Earlier, John the Baptist, like a doorkeeper, identified Jesus as the one whom those symbolic sheep under the Law should follow. And some sheep, in Galilee and right here in Judea, have recognized Jesus’ voice. To where would he ‘lead them out’? And what would result from following him? Some hearing this illustration may wonder, because ‘they do not understand what he is saying to them.’—John 10:6.
Jesus explains: “Most truly I say to you, I am the door for the sheep. All those who have come in place of me are thieves and plunderers; but the sheep have not listened to them. I am the door; whoever enters through me will be saved, and that one will go in and out and find pasturage.”—John 10:7-9.
Clearly, Jesus is introducing something new. His listeners know that he is not the door to the Law covenant, which has existed for centuries. So he must be saying that the sheep he ‘leads out’ are to enter another sheepfold. With what result?
Further explaining his role, Jesus says: “I have come that they may have life and have it in abundance. I am the fine shepherd; the fine shepherd surrenders his life in behalf of the sheep.” (John 10:10, 11) Jesus had earlier comforted his disciples by saying: “Have no fear, little flock, for your Father has approved of giving you the Kingdom.” (Luke 12:32) Indeed, those who make up the “little flock” are ones Jesus will lead into a new sheepfold, so that they may “have life and have it in abundance.” What a blessing to be part of that flock!
Jesus does not end the matter there, though. He observes: “I have other sheep, which are not of this fold; those too I must bring in, and they will listen to my voice, and they will become one flock, one shepherd.” (John 10:16) These “other sheep” are “not of this fold.” Hence, they must be of yet another fold, different from the “little flock” who will inherit the Kingdom. These two folds, or pens of sheep, have different destinies. Still, the sheep in both folds will benefit from Jesus’ role. He says: “This is why the Father loves me, because I surrender my life.”—John 10:17.

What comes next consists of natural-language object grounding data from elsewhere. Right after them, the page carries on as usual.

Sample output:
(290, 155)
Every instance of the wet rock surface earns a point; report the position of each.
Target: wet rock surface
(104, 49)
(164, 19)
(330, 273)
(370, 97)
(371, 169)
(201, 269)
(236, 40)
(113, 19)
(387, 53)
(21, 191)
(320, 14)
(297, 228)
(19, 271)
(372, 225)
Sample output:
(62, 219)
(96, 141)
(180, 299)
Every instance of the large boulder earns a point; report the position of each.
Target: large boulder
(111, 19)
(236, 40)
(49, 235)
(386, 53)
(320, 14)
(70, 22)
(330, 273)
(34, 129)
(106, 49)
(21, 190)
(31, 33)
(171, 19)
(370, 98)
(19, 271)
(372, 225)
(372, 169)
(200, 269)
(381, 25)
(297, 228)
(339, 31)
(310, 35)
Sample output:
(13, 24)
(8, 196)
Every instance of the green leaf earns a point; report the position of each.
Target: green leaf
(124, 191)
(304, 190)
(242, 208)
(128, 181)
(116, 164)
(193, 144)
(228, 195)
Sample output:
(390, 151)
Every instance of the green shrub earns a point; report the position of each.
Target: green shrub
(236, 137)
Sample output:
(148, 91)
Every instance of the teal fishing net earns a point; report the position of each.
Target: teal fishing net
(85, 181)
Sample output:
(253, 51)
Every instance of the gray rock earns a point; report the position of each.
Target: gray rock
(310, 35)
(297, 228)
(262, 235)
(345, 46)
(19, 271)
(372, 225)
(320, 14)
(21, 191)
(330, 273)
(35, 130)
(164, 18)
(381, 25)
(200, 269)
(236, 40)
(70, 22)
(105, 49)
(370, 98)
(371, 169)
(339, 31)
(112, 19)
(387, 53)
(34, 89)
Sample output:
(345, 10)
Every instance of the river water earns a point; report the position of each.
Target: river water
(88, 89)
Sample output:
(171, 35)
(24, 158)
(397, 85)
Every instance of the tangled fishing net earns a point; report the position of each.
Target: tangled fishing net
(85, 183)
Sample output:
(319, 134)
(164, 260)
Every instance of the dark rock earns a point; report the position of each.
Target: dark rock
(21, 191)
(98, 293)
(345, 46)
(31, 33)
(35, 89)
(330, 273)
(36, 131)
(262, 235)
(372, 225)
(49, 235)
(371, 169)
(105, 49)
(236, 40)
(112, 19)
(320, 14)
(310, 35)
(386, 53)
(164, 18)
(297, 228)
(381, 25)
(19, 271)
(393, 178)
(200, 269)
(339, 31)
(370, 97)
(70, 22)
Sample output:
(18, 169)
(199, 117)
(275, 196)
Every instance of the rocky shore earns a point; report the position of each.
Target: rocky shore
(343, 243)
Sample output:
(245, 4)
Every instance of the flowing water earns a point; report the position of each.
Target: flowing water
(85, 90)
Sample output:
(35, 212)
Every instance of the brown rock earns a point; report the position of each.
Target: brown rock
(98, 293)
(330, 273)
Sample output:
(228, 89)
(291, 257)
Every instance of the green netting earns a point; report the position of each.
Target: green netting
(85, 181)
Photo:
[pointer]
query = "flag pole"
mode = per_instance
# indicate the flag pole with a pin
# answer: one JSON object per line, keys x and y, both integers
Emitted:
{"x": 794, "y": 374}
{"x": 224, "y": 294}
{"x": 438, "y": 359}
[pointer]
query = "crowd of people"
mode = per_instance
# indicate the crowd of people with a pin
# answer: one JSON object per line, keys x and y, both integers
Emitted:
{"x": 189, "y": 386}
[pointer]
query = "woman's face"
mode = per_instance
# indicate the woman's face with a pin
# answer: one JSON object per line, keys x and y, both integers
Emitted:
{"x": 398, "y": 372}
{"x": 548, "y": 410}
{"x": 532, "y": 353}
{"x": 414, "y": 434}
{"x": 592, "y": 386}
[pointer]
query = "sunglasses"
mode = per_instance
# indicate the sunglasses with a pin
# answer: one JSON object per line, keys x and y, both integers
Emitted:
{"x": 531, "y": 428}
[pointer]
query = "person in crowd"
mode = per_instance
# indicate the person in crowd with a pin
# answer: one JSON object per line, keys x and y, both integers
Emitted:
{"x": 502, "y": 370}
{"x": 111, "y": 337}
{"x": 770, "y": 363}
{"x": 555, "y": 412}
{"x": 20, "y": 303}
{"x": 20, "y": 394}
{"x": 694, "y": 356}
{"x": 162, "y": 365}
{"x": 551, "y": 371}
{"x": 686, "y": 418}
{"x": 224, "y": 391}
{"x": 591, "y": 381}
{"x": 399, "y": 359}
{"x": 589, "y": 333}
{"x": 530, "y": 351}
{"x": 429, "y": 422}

Many of the crowd respond: “He has a demon and is out of his mind.” Yet others show that they are listening with interest and are inclined to follow the Fine Shepherd. They say: “These are not the sayings of a demonized man. A demon cannot open blind people’s eyes, can it?” (John 10:20, 21) They evidently are referring to Jesus’ earlier curing of the man born blind.